Sometimes our tank develops hoses in it. Normally when we are fully focused out internal hose keeps up with the out flow. Sometimes it is difficult to keep our internal hose on all the time and the leaks sap us of some of our essence. Holes develop for lots of reasons like a lack of confidence, stress, poor team cohesion, outside distractions, etc.
If the hoses cannot keep up with the leak, we see less of the motivation we usually have and performance generally diminishes. We can patch holes of course. Generally what happens when things are leaking is that we lose ourselves and take our hand off our internal hose regulator. If we can’t keep up for the inside it is very difficult for all of the outside hoses to keep up. It becomes a situation as in Hans Christian Anderson’s story of the little Dutch boy with his finger in the dike. Eventually you can’t keep up with the leaks and having stopped filling from the inside you end up being no longer motivated, even though it is something you wanted very much to do.
Eventually many people at that point just stop trying to keep the valve open and have to shift. Shifting is one way of closing those holes. The problem is after the shift things are never really the same until the person finds something that re-ignites their passion.
I hope that this makes some sense to you. To simplify it I can have you think of it this way:
- Internal Motivation = Big Hose (but you do have to keep a hand on the valve)
- External Motivation = Smaller hoses controlled by other people. It takes a lot of these hoses to top of the tank.
- Leaks = Stress, anxiety, loss of confidence, fear and many others. You can keep the leaks small or patched by using mental skills like relaxation, imagery and other cognitive behavioral techniques.

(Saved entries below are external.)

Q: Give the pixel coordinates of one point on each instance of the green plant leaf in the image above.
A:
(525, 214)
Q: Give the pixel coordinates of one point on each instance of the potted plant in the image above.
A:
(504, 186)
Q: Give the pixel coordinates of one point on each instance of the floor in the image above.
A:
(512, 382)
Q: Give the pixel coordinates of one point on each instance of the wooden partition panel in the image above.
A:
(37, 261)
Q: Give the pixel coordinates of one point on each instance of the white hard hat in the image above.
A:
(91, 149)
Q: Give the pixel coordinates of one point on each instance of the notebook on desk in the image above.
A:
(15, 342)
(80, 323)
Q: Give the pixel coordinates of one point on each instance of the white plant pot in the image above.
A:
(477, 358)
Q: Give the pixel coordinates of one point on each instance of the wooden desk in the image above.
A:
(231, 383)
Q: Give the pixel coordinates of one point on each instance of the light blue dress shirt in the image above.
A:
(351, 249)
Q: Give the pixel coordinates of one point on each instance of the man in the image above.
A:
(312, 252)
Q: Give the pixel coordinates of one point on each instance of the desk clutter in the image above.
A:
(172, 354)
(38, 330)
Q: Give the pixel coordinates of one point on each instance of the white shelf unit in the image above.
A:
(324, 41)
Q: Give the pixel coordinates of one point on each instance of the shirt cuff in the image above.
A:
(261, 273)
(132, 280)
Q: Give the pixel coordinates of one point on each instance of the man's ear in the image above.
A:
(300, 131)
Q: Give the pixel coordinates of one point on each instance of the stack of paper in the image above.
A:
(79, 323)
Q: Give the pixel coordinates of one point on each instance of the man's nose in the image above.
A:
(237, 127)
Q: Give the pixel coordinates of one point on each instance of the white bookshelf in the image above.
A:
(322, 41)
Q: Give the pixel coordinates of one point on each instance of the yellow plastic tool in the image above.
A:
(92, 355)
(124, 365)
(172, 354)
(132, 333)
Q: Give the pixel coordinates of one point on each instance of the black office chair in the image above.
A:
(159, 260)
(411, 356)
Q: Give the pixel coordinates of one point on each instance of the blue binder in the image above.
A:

I think a huge secret in all of this is understanding your Big Why. If you understand your own triangle you will have a far easier time keeping your hand on the valve or perhaps even think of it as pedal to the metal which ever works best for you. Finding and knowing your why will always help you keep the water near the top. It will allow you to rely far less on all those small hoses. It gives you ultimate control because the big hose you control so when you need to back off, even when your coach is overly enthusiastic, it is in your hands. Same goes for when you develop leaks. Adding a little extra water in will allow you to use your mental game skill sets to seal up the holes, ultimately with a patch that neither requires attention or the little Dutch boy’s finger.